IMG_20180224_084820125.jpg

Cliff continues to drive for Meals on Wheels and balances that with his travels and garden duty. In New Mexico and Colorado, he played ground crew to a Tulsa friend who skis, and he experienced a lifelong dog-sledding dream. He raced across the snow beneath the West’s expansive blue sky. This autumn, he and a childhood friend traveled the Great Lakes on scenic byways. On the home front, he expanded his garden with carrots and eagerly anticipates harvesting his first asparagus in the spring. One morning as he read on the porch, he looked up to see Percival (the peacock I mentioned in last year’s review who curiously showed up in our town) staring at him. Eventually the bird lunched on Cliff’s okra, convincing us the bird has Southern tastes, so Cliff might add black-eyed peas to his crops.

43599507_1912995598785696_2230379085203243008_o.jpg

Percival often surprises me as I walk the dog. We’ll encounter him peering at us from behind a tree. Sometimes he walks with us for a bit. Our neighbor called one morning to report Percy was at our gate. When the bird started to cross the street, I stepped out beside him, knowing traffic might see me before him. The town wasn’t going to lose him on my watch. Percy hesitated. Did he recognize me without Maria? I don’t know what a bird thinks, but we walked together to the other side.

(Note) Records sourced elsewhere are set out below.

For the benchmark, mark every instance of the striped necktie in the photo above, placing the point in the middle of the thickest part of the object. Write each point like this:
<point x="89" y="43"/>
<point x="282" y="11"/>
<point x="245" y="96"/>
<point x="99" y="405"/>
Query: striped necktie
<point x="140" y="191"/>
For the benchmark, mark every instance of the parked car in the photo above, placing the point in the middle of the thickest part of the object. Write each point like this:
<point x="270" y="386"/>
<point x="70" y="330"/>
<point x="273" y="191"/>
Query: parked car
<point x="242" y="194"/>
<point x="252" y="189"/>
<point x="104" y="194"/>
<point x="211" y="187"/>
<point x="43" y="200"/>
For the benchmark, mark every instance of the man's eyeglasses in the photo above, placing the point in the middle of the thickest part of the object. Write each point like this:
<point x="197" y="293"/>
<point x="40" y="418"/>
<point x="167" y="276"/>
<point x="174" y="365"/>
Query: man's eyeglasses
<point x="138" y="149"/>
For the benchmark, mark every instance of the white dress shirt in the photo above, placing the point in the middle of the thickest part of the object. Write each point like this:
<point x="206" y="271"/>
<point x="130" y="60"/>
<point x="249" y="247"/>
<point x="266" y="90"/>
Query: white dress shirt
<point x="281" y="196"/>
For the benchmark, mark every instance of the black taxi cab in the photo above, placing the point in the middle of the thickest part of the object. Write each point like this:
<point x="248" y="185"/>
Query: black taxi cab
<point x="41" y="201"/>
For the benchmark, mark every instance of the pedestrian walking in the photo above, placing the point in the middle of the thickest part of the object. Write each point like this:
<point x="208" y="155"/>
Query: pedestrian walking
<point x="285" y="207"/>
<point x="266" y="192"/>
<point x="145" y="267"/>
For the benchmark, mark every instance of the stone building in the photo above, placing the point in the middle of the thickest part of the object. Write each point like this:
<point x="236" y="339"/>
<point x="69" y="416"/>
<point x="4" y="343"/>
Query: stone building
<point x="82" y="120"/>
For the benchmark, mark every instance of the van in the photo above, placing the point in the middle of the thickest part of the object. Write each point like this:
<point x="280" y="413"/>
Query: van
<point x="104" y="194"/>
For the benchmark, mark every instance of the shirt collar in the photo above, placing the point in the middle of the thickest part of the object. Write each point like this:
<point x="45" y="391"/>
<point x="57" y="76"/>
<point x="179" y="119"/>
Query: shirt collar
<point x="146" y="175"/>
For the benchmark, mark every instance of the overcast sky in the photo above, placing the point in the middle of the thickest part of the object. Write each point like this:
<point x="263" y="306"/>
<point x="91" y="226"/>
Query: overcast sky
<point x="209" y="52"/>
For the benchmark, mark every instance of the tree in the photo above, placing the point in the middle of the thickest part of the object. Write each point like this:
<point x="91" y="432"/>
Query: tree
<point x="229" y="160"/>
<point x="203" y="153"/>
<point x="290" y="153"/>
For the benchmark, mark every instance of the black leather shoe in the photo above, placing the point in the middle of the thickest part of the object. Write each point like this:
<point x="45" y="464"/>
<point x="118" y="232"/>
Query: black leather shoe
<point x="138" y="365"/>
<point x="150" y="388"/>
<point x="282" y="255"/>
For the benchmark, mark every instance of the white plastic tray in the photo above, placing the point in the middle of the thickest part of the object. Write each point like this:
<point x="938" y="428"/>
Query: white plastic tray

The whole town looks out for him, not that any of us ever expected to be peacock whisperers.

But we are. In a way.

Sometimes I forget about him, only to discover one of his beautiful feathers in my path. I only knew about glorious peacock tail feathers, but now I see they are all beautiful–brown stripes, cottony gray fluff, tiny blues and greens–iridescent magic drifting across our sandstone sidewalks to my delight.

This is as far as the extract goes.